Por el otro lado, los conservadores y neoliberales también tienen su manual. Es imposible defender frente a ellos a un Gobierno que tiene algún rasgo ligeramente defensor del rol del Estado en la economía, que termina con el robo de las AFJP, que renacionaliza empresas clave y que decide abrazarse con las Madres de Plaza de Mayo más que con algún militar desubicado. Ni siquiera se conforman con el veto por la conservación de los glaciares. Nada los conforma, como a ciertas empresas y ciertos países.
Finalmente hay un tercer grupo, que lo dejamos para el final porque es el más numeroso, el más difuso y tal vez el más complicado para los tercos que se resisten a la armonía familiar, social o de otros grupos. Son los temibles críticos que apuntan con el sentido común, tal vez el peor de los sentidos, por usar un lugar común. La pretensión es que ciertos fragmentos de su experiencia personal y sus charlas con el grupo social y los medios de comunicación se conviertan en leyes universales. Todo se generaliza. Sus fuentes son los programas de TV, algunas columnas de periodistas “prestigiosos”, los inefables taxistas y el vecino del 4º piso que se quedó sin trabajo. Como sus pensamientos son universales, obligan a que del otro lado también los argumentos estén dentro de sus reglas de juego. Todo intento por escapar será vano, cualquier intercambio será imposible.
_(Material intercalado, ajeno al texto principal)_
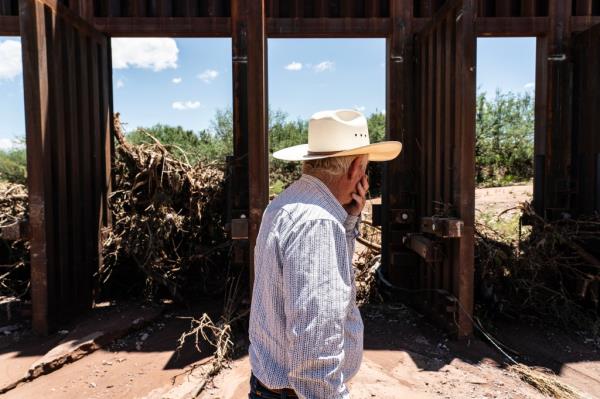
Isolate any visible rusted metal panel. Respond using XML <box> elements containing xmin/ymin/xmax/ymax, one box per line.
<box><xmin>421</xmin><ymin>216</ymin><xmax>465</xmax><ymax>238</ymax></box>
<box><xmin>94</xmin><ymin>17</ymin><xmax>231</xmax><ymax>37</ymax></box>
<box><xmin>20</xmin><ymin>0</ymin><xmax>110</xmax><ymax>333</ymax></box>
<box><xmin>0</xmin><ymin>0</ymin><xmax>19</xmax><ymax>15</ymax></box>
<box><xmin>267</xmin><ymin>18</ymin><xmax>392</xmax><ymax>38</ymax></box>
<box><xmin>406</xmin><ymin>234</ymin><xmax>443</xmax><ymax>263</ymax></box>
<box><xmin>413</xmin><ymin>0</ymin><xmax>475</xmax><ymax>337</ymax></box>
<box><xmin>0</xmin><ymin>15</ymin><xmax>20</xmax><ymax>36</ymax></box>
<box><xmin>572</xmin><ymin>21</ymin><xmax>600</xmax><ymax>214</ymax></box>
<box><xmin>475</xmin><ymin>17</ymin><xmax>548</xmax><ymax>37</ymax></box>
<box><xmin>534</xmin><ymin>1</ymin><xmax>571</xmax><ymax>217</ymax></box>
<box><xmin>230</xmin><ymin>0</ymin><xmax>269</xmax><ymax>287</ymax></box>
<box><xmin>572</xmin><ymin>0</ymin><xmax>592</xmax><ymax>16</ymax></box>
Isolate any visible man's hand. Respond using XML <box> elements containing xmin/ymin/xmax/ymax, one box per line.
<box><xmin>344</xmin><ymin>174</ymin><xmax>369</xmax><ymax>216</ymax></box>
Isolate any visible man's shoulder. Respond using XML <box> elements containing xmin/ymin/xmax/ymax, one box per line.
<box><xmin>265</xmin><ymin>185</ymin><xmax>337</xmax><ymax>225</ymax></box>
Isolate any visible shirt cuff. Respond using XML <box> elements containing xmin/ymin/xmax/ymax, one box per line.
<box><xmin>344</xmin><ymin>214</ymin><xmax>362</xmax><ymax>237</ymax></box>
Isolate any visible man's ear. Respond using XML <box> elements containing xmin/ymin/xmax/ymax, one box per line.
<box><xmin>348</xmin><ymin>155</ymin><xmax>362</xmax><ymax>180</ymax></box>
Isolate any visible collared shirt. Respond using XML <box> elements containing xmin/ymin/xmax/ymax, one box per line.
<box><xmin>249</xmin><ymin>174</ymin><xmax>363</xmax><ymax>399</ymax></box>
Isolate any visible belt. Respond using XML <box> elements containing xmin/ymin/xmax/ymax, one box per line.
<box><xmin>251</xmin><ymin>374</ymin><xmax>298</xmax><ymax>399</ymax></box>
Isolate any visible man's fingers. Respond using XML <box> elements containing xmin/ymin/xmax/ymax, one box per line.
<box><xmin>362</xmin><ymin>175</ymin><xmax>369</xmax><ymax>191</ymax></box>
<box><xmin>356</xmin><ymin>182</ymin><xmax>367</xmax><ymax>197</ymax></box>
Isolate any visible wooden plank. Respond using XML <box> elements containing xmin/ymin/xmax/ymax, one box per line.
<box><xmin>267</xmin><ymin>18</ymin><xmax>392</xmax><ymax>38</ymax></box>
<box><xmin>94</xmin><ymin>17</ymin><xmax>231</xmax><ymax>37</ymax></box>
<box><xmin>475</xmin><ymin>17</ymin><xmax>548</xmax><ymax>36</ymax></box>
<box><xmin>19</xmin><ymin>0</ymin><xmax>56</xmax><ymax>335</ymax></box>
<box><xmin>0</xmin><ymin>15</ymin><xmax>21</xmax><ymax>36</ymax></box>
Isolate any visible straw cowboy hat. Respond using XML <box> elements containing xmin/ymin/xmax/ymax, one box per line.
<box><xmin>273</xmin><ymin>109</ymin><xmax>402</xmax><ymax>161</ymax></box>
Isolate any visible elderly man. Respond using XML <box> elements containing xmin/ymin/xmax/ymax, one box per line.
<box><xmin>249</xmin><ymin>110</ymin><xmax>402</xmax><ymax>399</ymax></box>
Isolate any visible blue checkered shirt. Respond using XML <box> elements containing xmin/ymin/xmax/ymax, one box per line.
<box><xmin>249</xmin><ymin>174</ymin><xmax>363</xmax><ymax>399</ymax></box>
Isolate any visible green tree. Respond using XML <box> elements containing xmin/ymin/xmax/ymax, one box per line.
<box><xmin>475</xmin><ymin>91</ymin><xmax>535</xmax><ymax>186</ymax></box>
<box><xmin>0</xmin><ymin>137</ymin><xmax>27</xmax><ymax>184</ymax></box>
<box><xmin>127</xmin><ymin>124</ymin><xmax>202</xmax><ymax>164</ymax></box>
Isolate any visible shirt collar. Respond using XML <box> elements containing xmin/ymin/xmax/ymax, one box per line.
<box><xmin>300</xmin><ymin>174</ymin><xmax>348</xmax><ymax>223</ymax></box>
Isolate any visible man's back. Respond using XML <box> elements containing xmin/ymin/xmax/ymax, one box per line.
<box><xmin>249</xmin><ymin>175</ymin><xmax>363</xmax><ymax>398</ymax></box>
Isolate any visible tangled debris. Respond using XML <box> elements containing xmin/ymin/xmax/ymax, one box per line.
<box><xmin>475</xmin><ymin>203</ymin><xmax>600</xmax><ymax>334</ymax></box>
<box><xmin>508</xmin><ymin>363</ymin><xmax>587</xmax><ymax>399</ymax></box>
<box><xmin>0</xmin><ymin>182</ymin><xmax>29</xmax><ymax>300</ymax></box>
<box><xmin>353</xmin><ymin>210</ymin><xmax>383</xmax><ymax>305</ymax></box>
<box><xmin>98</xmin><ymin>115</ymin><xmax>230</xmax><ymax>300</ymax></box>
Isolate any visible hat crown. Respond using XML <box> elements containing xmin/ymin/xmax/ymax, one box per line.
<box><xmin>308</xmin><ymin>109</ymin><xmax>370</xmax><ymax>153</ymax></box>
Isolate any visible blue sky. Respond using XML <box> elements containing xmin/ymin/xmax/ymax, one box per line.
<box><xmin>0</xmin><ymin>37</ymin><xmax>535</xmax><ymax>148</ymax></box>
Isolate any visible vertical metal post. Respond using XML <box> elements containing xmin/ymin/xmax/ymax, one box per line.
<box><xmin>382</xmin><ymin>0</ymin><xmax>417</xmax><ymax>284</ymax></box>
<box><xmin>231</xmin><ymin>0</ymin><xmax>269</xmax><ymax>294</ymax></box>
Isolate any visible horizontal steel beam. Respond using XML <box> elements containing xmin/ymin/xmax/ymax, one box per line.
<box><xmin>421</xmin><ymin>217</ymin><xmax>464</xmax><ymax>238</ymax></box>
<box><xmin>93</xmin><ymin>17</ymin><xmax>231</xmax><ymax>37</ymax></box>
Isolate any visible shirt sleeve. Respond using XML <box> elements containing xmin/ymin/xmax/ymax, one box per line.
<box><xmin>283</xmin><ymin>219</ymin><xmax>352</xmax><ymax>399</ymax></box>
<box><xmin>344</xmin><ymin>214</ymin><xmax>362</xmax><ymax>264</ymax></box>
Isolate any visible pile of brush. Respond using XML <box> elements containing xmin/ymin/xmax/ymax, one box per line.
<box><xmin>98</xmin><ymin>117</ymin><xmax>230</xmax><ymax>300</ymax></box>
<box><xmin>0</xmin><ymin>182</ymin><xmax>29</xmax><ymax>298</ymax></box>
<box><xmin>475</xmin><ymin>203</ymin><xmax>600</xmax><ymax>331</ymax></box>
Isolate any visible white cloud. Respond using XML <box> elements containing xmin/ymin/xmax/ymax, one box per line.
<box><xmin>198</xmin><ymin>69</ymin><xmax>219</xmax><ymax>83</ymax></box>
<box><xmin>0</xmin><ymin>40</ymin><xmax>23</xmax><ymax>80</ymax></box>
<box><xmin>285</xmin><ymin>61</ymin><xmax>302</xmax><ymax>71</ymax></box>
<box><xmin>314</xmin><ymin>61</ymin><xmax>335</xmax><ymax>72</ymax></box>
<box><xmin>172</xmin><ymin>101</ymin><xmax>201</xmax><ymax>111</ymax></box>
<box><xmin>112</xmin><ymin>38</ymin><xmax>179</xmax><ymax>72</ymax></box>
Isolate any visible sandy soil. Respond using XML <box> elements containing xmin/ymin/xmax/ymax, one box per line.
<box><xmin>0</xmin><ymin>186</ymin><xmax>600</xmax><ymax>399</ymax></box>
<box><xmin>475</xmin><ymin>183</ymin><xmax>533</xmax><ymax>214</ymax></box>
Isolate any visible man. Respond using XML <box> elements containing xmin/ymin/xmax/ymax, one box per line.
<box><xmin>249</xmin><ymin>110</ymin><xmax>402</xmax><ymax>399</ymax></box>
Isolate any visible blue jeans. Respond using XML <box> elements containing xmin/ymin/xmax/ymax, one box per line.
<box><xmin>248</xmin><ymin>374</ymin><xmax>298</xmax><ymax>399</ymax></box>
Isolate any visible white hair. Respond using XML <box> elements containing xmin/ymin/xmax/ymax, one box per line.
<box><xmin>302</xmin><ymin>155</ymin><xmax>361</xmax><ymax>184</ymax></box>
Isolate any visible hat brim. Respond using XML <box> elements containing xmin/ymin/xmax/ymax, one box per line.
<box><xmin>273</xmin><ymin>141</ymin><xmax>402</xmax><ymax>162</ymax></box>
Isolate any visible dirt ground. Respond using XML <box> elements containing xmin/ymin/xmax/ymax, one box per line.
<box><xmin>0</xmin><ymin>186</ymin><xmax>600</xmax><ymax>399</ymax></box>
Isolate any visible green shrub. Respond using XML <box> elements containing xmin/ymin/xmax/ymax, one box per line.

Son tres categorías arbitrarias entre las cuales hay millones de opciones más o menos grises. En todos los casos, la pretensión de universalidad, el pensamiento totalizante y global convierten al crítico en un ansioso que circula por la vida a la búsqueda de una víctima que ose no insultar al Gobierno o que haya cometido el pecado de aceptar que algunas cosas están bien hechas, aunque Leuco, Castro, Morales Solá, Mirtha Legrand o el taxista ocasional digan lo contrario. El castigo será implacable y la víctima en cuestión tendrá que hacer como Melquiades y huir con elegancia.